厚すぎる部分は収縮や内部応力が残りやすい。
リブの設計
✅ リブの付け根はフィレットで滑らかにすること。
形状の工夫
✅ スナップフィット(はめ込み構造)を使う場合は、屈曲耐性と形状の最適化が重要。
✅ ネジ止め部やボス部は最も割れやすいポイント。

肉厚のコントロールと座面の強化を考慮。
材料選定のポイント
樹脂は種類によって大きく性質が異なります。
主な材料例と特徴
材料名 | 特徴 | 割れやすさ |
---|---|---|
POM(ジュラコン) | 高強度、摩耗に強い、摺動部品に適する | 割れにくい |
MCナイロン | 高強度、高靭性、耐摩耗性優秀 | 割れにくい |
PEEK | 高強度、高耐熱、耐薬品性・耐摩耗性優秀 | 非常に割れにくい |
アクリル(PMMA) | 高透明性、耐候性良好、硬いが脆い | 割れやすい |
PET | 高強度、耐摩耗性良好、成形性も良い | やや割れにくい |
PC(ポリカーボネート) | 高靭性、透明、衝撃に非常に強い | 割れにくい |
補足ポイント
- 強度・靭性が求められる部品はPOMが有利。
- MCナイロン は機械部品(ギア、スライド部品)によく使われます。
- PEEK は高価ですが、高性能用途(医療・航空・半導体)で人気。
- アクリル は美観優先の透明部品に使われますが、割れやすいため衝撃用途は避ける。

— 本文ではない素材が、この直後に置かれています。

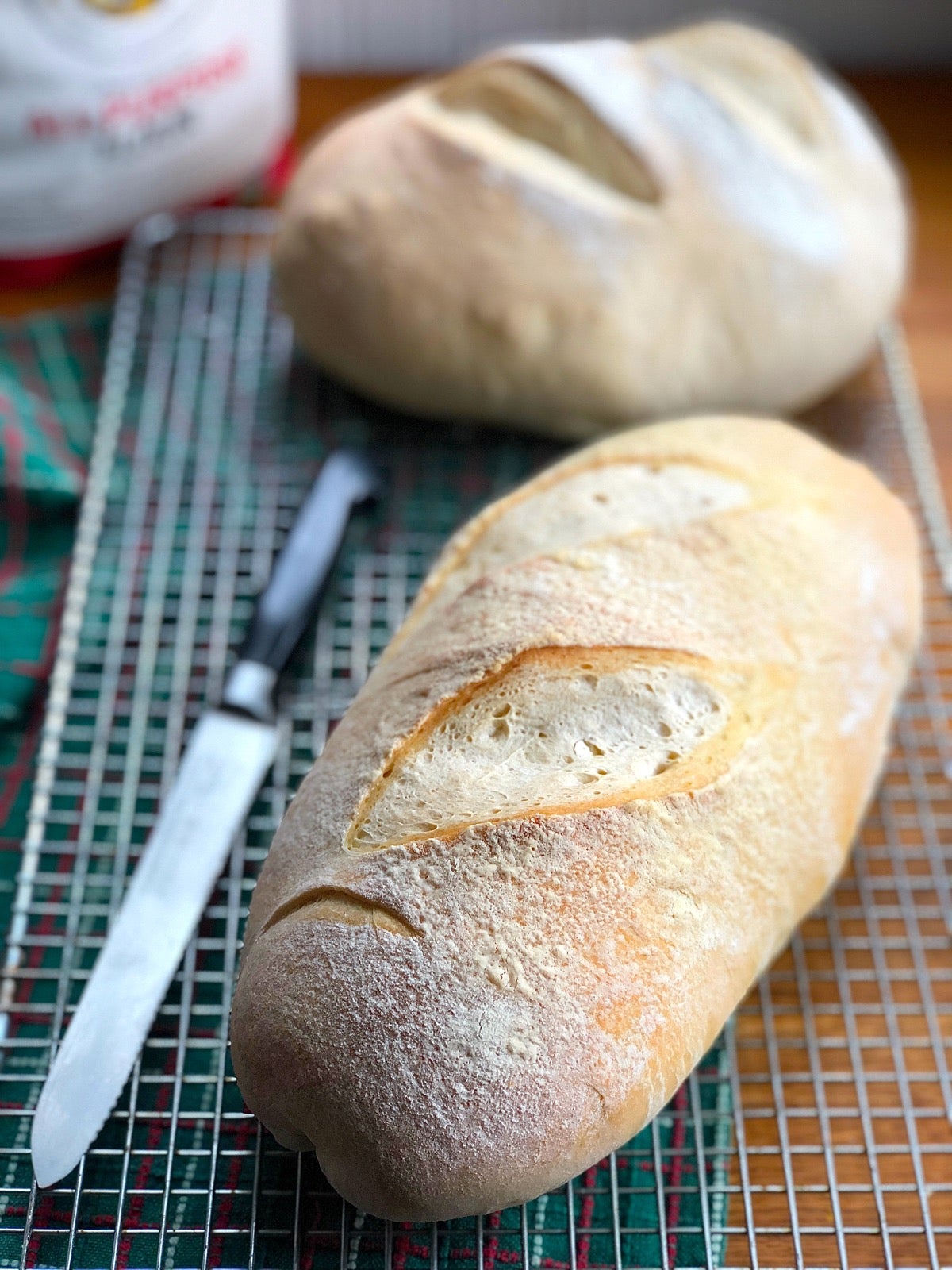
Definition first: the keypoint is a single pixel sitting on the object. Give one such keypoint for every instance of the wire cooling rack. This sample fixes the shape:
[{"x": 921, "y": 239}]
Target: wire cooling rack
[{"x": 816, "y": 1133}]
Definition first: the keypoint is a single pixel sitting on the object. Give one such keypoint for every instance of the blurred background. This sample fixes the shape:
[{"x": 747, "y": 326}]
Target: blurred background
[{"x": 409, "y": 35}]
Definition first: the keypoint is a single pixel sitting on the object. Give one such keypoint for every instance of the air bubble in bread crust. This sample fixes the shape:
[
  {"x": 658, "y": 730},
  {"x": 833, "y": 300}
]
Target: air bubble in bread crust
[{"x": 541, "y": 737}]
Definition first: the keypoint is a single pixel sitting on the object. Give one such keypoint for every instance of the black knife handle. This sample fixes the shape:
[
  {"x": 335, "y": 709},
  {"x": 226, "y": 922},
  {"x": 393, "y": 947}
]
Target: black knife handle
[{"x": 290, "y": 598}]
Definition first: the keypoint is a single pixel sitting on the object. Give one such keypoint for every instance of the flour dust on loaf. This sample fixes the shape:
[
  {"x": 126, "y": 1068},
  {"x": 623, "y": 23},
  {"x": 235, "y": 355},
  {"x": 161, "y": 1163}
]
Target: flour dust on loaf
[
  {"x": 569, "y": 237},
  {"x": 616, "y": 753}
]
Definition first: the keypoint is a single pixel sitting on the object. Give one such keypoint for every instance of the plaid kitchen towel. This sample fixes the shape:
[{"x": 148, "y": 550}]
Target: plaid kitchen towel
[
  {"x": 662, "y": 1200},
  {"x": 50, "y": 370}
]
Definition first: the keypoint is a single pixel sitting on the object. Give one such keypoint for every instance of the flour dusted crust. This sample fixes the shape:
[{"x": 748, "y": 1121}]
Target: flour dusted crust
[
  {"x": 574, "y": 812},
  {"x": 570, "y": 237}
]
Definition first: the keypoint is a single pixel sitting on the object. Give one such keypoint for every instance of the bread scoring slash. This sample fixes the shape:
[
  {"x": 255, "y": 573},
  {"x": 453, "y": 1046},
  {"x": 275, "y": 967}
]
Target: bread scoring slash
[
  {"x": 615, "y": 755},
  {"x": 575, "y": 235}
]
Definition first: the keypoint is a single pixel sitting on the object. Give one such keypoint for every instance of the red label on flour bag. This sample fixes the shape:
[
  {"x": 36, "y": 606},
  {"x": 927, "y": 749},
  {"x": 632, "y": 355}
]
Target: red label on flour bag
[{"x": 111, "y": 110}]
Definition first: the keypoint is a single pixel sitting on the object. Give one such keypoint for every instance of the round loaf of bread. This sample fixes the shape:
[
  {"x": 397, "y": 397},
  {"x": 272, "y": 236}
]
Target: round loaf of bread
[
  {"x": 615, "y": 755},
  {"x": 569, "y": 237}
]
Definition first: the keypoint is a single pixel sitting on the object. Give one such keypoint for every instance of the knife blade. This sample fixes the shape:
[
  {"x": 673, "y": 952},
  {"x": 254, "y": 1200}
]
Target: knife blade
[{"x": 225, "y": 762}]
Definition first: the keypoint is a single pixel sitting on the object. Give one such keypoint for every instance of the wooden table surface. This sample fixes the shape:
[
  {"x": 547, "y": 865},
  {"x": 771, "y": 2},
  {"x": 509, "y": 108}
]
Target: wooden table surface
[{"x": 916, "y": 112}]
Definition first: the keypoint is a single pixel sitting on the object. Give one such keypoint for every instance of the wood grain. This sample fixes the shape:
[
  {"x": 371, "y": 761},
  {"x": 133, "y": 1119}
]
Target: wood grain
[{"x": 916, "y": 112}]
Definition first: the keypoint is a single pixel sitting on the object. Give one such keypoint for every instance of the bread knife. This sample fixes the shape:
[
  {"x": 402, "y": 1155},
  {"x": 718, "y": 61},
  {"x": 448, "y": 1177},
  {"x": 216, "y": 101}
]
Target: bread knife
[{"x": 225, "y": 762}]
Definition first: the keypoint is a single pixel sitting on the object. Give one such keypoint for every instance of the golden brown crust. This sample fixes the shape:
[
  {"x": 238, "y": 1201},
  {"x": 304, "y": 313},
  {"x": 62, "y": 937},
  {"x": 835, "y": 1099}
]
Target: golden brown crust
[
  {"x": 571, "y": 237},
  {"x": 461, "y": 1020}
]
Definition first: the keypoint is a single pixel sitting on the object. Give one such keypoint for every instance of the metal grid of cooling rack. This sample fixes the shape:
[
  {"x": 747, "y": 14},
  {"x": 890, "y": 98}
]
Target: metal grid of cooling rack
[{"x": 818, "y": 1130}]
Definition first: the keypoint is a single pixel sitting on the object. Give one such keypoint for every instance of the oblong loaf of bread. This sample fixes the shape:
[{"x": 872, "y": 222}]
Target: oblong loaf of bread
[
  {"x": 571, "y": 237},
  {"x": 617, "y": 751}
]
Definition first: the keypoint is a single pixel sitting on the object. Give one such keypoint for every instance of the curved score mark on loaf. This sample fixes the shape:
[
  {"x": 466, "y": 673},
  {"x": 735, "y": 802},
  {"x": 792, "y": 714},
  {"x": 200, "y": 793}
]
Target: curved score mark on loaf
[
  {"x": 767, "y": 83},
  {"x": 533, "y": 107},
  {"x": 334, "y": 905},
  {"x": 560, "y": 730},
  {"x": 612, "y": 498}
]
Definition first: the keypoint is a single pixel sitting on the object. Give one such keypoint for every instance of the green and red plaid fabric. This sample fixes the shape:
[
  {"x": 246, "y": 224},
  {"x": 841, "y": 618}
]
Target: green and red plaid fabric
[
  {"x": 647, "y": 1204},
  {"x": 50, "y": 370}
]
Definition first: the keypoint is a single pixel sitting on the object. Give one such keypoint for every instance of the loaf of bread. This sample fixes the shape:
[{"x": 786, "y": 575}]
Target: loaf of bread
[
  {"x": 571, "y": 237},
  {"x": 616, "y": 753}
]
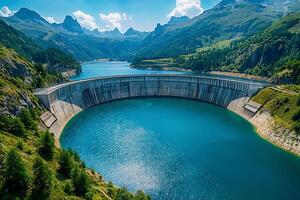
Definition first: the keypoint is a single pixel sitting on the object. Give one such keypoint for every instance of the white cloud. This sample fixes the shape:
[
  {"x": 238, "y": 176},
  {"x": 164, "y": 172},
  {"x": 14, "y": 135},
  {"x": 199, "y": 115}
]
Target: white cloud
[
  {"x": 85, "y": 20},
  {"x": 190, "y": 8},
  {"x": 51, "y": 20},
  {"x": 114, "y": 20},
  {"x": 6, "y": 12}
]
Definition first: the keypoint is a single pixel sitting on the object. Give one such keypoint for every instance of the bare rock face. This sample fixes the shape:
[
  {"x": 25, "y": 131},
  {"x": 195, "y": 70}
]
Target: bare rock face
[
  {"x": 16, "y": 77},
  {"x": 276, "y": 134}
]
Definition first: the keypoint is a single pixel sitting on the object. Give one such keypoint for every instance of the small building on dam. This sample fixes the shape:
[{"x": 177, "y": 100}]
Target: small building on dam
[{"x": 66, "y": 100}]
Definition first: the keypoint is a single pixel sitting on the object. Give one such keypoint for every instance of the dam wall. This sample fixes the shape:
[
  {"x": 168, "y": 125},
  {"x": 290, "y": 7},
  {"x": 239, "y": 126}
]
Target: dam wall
[{"x": 66, "y": 100}]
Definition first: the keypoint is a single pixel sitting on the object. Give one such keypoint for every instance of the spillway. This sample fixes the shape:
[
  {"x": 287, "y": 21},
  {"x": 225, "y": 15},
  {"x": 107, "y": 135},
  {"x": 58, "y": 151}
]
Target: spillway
[{"x": 66, "y": 100}]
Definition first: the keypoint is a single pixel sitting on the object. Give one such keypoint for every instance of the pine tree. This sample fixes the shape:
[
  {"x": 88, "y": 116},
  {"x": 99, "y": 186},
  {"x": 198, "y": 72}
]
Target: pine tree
[
  {"x": 47, "y": 146},
  {"x": 81, "y": 181},
  {"x": 42, "y": 180},
  {"x": 27, "y": 119},
  {"x": 66, "y": 163},
  {"x": 16, "y": 179}
]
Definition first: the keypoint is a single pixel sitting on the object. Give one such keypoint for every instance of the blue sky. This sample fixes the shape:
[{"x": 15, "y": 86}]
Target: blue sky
[{"x": 108, "y": 14}]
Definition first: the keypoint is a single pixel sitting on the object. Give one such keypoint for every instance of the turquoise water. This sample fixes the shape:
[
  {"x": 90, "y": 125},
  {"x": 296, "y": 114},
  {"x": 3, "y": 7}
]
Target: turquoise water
[
  {"x": 97, "y": 69},
  {"x": 181, "y": 149}
]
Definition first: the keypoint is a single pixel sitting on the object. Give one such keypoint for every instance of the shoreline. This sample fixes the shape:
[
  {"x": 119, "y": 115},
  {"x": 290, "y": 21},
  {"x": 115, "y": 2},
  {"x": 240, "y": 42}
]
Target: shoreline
[{"x": 262, "y": 123}]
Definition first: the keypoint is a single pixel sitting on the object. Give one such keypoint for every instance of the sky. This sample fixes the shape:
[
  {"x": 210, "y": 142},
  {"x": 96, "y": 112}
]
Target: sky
[{"x": 106, "y": 15}]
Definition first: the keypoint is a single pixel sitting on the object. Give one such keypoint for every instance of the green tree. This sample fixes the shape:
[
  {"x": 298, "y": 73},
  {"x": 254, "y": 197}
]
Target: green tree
[
  {"x": 296, "y": 115},
  {"x": 42, "y": 180},
  {"x": 16, "y": 179},
  {"x": 123, "y": 194},
  {"x": 27, "y": 119},
  {"x": 47, "y": 147},
  {"x": 81, "y": 181},
  {"x": 12, "y": 125},
  {"x": 297, "y": 127},
  {"x": 67, "y": 163}
]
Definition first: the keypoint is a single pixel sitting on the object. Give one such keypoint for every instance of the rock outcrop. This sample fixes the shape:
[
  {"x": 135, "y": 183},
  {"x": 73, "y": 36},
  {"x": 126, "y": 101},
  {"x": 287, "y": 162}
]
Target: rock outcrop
[{"x": 66, "y": 100}]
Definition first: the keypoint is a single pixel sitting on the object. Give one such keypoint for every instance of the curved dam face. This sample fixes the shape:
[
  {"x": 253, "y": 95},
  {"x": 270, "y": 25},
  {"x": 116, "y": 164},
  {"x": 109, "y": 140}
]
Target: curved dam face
[{"x": 66, "y": 100}]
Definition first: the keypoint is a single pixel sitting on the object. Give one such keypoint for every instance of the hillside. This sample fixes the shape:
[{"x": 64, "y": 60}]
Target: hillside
[
  {"x": 227, "y": 20},
  {"x": 31, "y": 167},
  {"x": 70, "y": 37},
  {"x": 54, "y": 60},
  {"x": 275, "y": 52}
]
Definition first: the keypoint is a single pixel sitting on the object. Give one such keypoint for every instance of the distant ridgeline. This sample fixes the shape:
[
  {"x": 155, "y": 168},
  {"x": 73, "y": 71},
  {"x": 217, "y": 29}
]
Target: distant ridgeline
[
  {"x": 275, "y": 53},
  {"x": 31, "y": 167},
  {"x": 235, "y": 36},
  {"x": 69, "y": 36}
]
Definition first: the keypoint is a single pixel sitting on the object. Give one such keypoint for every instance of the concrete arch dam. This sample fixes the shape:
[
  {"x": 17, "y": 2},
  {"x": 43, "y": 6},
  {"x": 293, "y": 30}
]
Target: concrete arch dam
[{"x": 66, "y": 100}]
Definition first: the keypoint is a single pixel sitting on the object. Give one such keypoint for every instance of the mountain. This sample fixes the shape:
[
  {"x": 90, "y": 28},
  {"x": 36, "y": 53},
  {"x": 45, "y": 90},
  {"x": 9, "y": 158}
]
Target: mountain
[
  {"x": 274, "y": 52},
  {"x": 70, "y": 37},
  {"x": 178, "y": 20},
  {"x": 32, "y": 167},
  {"x": 227, "y": 20},
  {"x": 132, "y": 33},
  {"x": 72, "y": 25},
  {"x": 24, "y": 46}
]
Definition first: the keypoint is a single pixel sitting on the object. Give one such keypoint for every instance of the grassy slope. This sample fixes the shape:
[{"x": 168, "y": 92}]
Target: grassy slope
[
  {"x": 18, "y": 77},
  {"x": 282, "y": 104}
]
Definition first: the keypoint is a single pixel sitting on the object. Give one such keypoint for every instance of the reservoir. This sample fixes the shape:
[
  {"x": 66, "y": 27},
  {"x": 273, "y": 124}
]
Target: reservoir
[
  {"x": 181, "y": 149},
  {"x": 97, "y": 69}
]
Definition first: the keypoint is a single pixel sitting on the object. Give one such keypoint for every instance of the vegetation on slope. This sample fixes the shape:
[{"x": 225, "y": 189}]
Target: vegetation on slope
[
  {"x": 31, "y": 167},
  {"x": 53, "y": 60},
  {"x": 275, "y": 52},
  {"x": 283, "y": 104},
  {"x": 229, "y": 19}
]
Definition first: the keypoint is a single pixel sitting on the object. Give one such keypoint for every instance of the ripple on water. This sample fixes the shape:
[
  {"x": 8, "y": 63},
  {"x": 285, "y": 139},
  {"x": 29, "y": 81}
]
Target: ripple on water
[{"x": 181, "y": 149}]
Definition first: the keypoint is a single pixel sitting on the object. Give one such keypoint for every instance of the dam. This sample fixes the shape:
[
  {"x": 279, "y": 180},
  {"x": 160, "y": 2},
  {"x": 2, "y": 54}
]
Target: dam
[{"x": 66, "y": 100}]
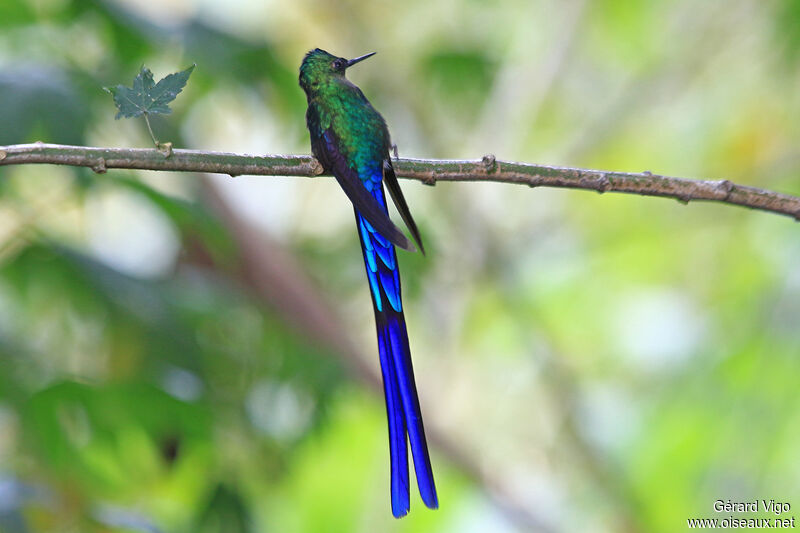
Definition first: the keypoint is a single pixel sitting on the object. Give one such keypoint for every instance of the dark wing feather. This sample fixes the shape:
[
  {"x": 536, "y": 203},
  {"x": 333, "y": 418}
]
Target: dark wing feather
[
  {"x": 325, "y": 149},
  {"x": 390, "y": 179}
]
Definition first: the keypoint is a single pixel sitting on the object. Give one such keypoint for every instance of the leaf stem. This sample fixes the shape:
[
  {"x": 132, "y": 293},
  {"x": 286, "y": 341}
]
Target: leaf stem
[{"x": 147, "y": 121}]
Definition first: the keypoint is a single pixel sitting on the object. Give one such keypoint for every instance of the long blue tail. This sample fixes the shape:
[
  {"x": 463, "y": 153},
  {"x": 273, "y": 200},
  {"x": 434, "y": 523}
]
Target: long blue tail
[{"x": 402, "y": 404}]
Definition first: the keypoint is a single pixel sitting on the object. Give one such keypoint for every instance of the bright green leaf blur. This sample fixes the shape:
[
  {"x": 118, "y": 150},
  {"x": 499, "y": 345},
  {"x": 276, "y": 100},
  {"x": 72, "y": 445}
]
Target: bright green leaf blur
[{"x": 585, "y": 362}]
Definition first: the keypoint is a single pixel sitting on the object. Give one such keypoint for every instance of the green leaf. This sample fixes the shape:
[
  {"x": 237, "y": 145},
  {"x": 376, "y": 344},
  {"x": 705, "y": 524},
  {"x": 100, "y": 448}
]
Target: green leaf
[{"x": 147, "y": 97}]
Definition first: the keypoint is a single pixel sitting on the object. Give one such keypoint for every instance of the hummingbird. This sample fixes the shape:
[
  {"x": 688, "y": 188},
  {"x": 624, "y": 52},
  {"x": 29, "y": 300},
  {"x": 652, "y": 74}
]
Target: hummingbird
[{"x": 351, "y": 141}]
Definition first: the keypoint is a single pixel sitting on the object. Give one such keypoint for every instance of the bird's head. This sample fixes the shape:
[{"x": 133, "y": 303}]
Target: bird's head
[{"x": 320, "y": 67}]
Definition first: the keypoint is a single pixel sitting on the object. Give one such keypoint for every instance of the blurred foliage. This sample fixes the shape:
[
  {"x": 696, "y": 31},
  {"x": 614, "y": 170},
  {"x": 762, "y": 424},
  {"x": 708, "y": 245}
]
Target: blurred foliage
[{"x": 604, "y": 363}]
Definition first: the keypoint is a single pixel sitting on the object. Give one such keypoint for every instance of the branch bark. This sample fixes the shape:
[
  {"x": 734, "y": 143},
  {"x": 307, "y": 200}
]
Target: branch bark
[{"x": 427, "y": 171}]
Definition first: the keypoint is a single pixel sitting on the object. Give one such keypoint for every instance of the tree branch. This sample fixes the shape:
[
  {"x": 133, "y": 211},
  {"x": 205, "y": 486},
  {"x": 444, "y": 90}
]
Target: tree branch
[{"x": 427, "y": 171}]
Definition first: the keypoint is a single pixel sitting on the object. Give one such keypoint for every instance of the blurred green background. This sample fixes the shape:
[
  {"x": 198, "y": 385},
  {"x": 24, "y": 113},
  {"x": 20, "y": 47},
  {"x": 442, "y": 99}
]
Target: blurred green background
[{"x": 185, "y": 353}]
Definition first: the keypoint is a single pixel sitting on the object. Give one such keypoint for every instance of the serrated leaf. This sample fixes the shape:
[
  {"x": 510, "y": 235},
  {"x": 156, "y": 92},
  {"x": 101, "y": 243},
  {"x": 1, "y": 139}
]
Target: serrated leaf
[{"x": 146, "y": 96}]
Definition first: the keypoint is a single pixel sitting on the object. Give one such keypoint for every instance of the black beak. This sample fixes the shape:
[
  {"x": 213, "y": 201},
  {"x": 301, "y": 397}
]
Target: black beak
[{"x": 352, "y": 62}]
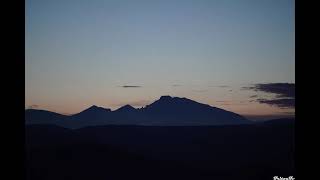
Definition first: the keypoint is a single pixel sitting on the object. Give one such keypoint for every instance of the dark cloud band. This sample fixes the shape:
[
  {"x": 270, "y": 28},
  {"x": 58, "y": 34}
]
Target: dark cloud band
[{"x": 285, "y": 94}]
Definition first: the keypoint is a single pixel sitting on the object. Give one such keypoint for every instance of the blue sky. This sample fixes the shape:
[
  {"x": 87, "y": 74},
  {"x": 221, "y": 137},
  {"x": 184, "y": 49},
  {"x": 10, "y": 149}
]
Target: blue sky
[{"x": 80, "y": 53}]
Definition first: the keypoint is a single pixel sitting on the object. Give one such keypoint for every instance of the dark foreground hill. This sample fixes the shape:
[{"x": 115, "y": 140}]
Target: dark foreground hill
[
  {"x": 167, "y": 111},
  {"x": 257, "y": 151}
]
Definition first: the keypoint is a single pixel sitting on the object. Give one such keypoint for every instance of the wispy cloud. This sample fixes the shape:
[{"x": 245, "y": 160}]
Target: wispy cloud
[
  {"x": 284, "y": 94},
  {"x": 282, "y": 103},
  {"x": 34, "y": 106},
  {"x": 221, "y": 86},
  {"x": 131, "y": 86}
]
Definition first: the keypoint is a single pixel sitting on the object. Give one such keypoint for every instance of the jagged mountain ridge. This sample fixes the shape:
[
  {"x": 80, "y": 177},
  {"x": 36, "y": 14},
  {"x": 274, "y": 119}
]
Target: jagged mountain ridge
[{"x": 167, "y": 111}]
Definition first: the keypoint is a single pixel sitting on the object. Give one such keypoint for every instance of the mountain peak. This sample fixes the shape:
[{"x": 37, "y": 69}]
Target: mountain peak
[{"x": 126, "y": 108}]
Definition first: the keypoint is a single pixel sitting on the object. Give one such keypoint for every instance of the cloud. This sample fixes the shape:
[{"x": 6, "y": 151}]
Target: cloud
[
  {"x": 282, "y": 90},
  {"x": 282, "y": 103},
  {"x": 200, "y": 90},
  {"x": 34, "y": 106},
  {"x": 130, "y": 86},
  {"x": 222, "y": 86},
  {"x": 284, "y": 94},
  {"x": 139, "y": 103},
  {"x": 254, "y": 96}
]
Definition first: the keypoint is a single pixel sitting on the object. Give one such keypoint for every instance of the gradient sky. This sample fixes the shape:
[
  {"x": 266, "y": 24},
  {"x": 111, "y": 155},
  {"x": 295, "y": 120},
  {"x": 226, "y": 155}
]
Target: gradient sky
[{"x": 83, "y": 52}]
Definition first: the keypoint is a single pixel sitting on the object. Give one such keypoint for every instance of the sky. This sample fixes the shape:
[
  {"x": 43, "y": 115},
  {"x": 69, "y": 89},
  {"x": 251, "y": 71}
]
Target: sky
[{"x": 116, "y": 52}]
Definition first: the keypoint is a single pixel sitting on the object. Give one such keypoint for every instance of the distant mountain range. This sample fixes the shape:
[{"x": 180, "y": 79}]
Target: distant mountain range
[{"x": 167, "y": 111}]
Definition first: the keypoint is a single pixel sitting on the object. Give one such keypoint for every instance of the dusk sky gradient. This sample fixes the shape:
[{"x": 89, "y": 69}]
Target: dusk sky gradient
[{"x": 116, "y": 52}]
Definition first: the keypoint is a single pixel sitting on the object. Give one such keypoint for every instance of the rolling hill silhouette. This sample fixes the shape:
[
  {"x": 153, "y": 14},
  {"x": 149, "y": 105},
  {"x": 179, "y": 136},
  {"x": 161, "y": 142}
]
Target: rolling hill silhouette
[
  {"x": 167, "y": 111},
  {"x": 244, "y": 152}
]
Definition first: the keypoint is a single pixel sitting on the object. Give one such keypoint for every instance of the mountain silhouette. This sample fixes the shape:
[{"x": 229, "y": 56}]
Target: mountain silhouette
[{"x": 166, "y": 111}]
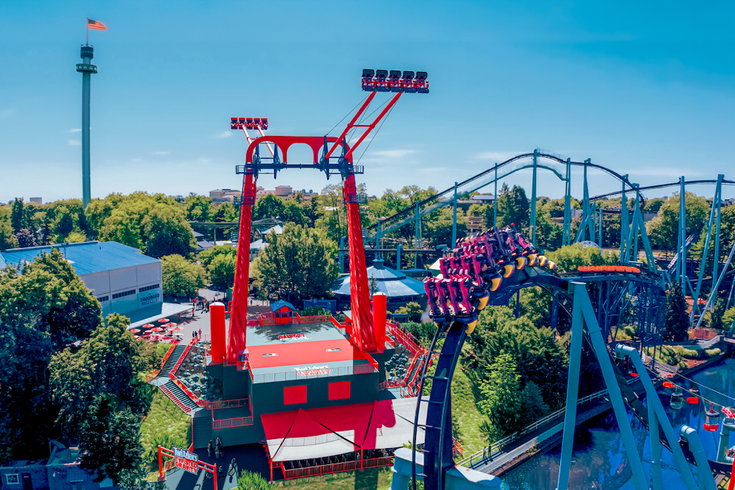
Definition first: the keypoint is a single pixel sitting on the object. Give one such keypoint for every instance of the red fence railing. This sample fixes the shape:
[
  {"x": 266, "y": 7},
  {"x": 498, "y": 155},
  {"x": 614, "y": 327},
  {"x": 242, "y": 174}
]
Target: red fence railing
[
  {"x": 220, "y": 404},
  {"x": 314, "y": 373},
  {"x": 153, "y": 374},
  {"x": 405, "y": 338},
  {"x": 329, "y": 469}
]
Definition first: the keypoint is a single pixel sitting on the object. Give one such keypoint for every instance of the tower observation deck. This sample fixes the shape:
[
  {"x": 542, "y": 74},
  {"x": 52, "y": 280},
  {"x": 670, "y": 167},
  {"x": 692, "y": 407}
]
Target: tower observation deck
[{"x": 86, "y": 68}]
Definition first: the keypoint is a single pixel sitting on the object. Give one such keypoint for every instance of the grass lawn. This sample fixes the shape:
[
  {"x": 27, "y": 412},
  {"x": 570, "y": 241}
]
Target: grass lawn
[
  {"x": 166, "y": 425},
  {"x": 372, "y": 479}
]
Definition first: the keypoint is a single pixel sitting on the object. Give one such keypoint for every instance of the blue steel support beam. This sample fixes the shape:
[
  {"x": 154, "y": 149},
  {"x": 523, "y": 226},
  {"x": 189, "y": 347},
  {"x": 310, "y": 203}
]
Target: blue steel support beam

- PET はペットボトル材として有名ですが、工業用グレードは強度と耐摩耗性に優れます。
割れにくくする設計事例
良い設計例
✅ ネジ穴周囲に補強リブとフィレットを追加
✅ ボス部の肉厚を適正化し内部応力を減少
✅ コーナー部にR形状を付加
✅ 部品全体の肉厚を均一にして冷却収縮ムラを防止
悪い設計例(NG例)
🚫 鋭角な角のまま設計(クラックの起点になる)
🚫 ネジ穴周囲が薄くて応力集中
🚫 厚みが急に変わる(内部応力が発生しやすい)
🚫 材料選定が用途に合っていない
使用時の注意点
設計で対策しても、使い方次第で割れることもあります。
⚠️ 強い衝撃を避ける
⚠️ 直射日光・高温環境に長時間さらさない
⚠️ 耐候性グレードを選定する場合はUV対応を確認
⚠️ 樹脂同士の嵌合(かんごう)は過大な力が不要な形状に
まとめ
✔ プラスチックは金属とは異なる破壊モードを持つ
✔ 応力集中を避け、適切な肉厚設計が重要
✔ 材料選定は割れやすさを大きく左右する
✔ 使い方や環境にも配慮する必要がある
「割れない樹脂部品」は設計の工夫次第。
樹脂特有の設計のコツを押さえれば、軽くて丈夫で美しい製品づくりが実現できます。
初心者の方はぜひ今回のポイントを取り入れて、一歩上の設計力を身につけていきましょう!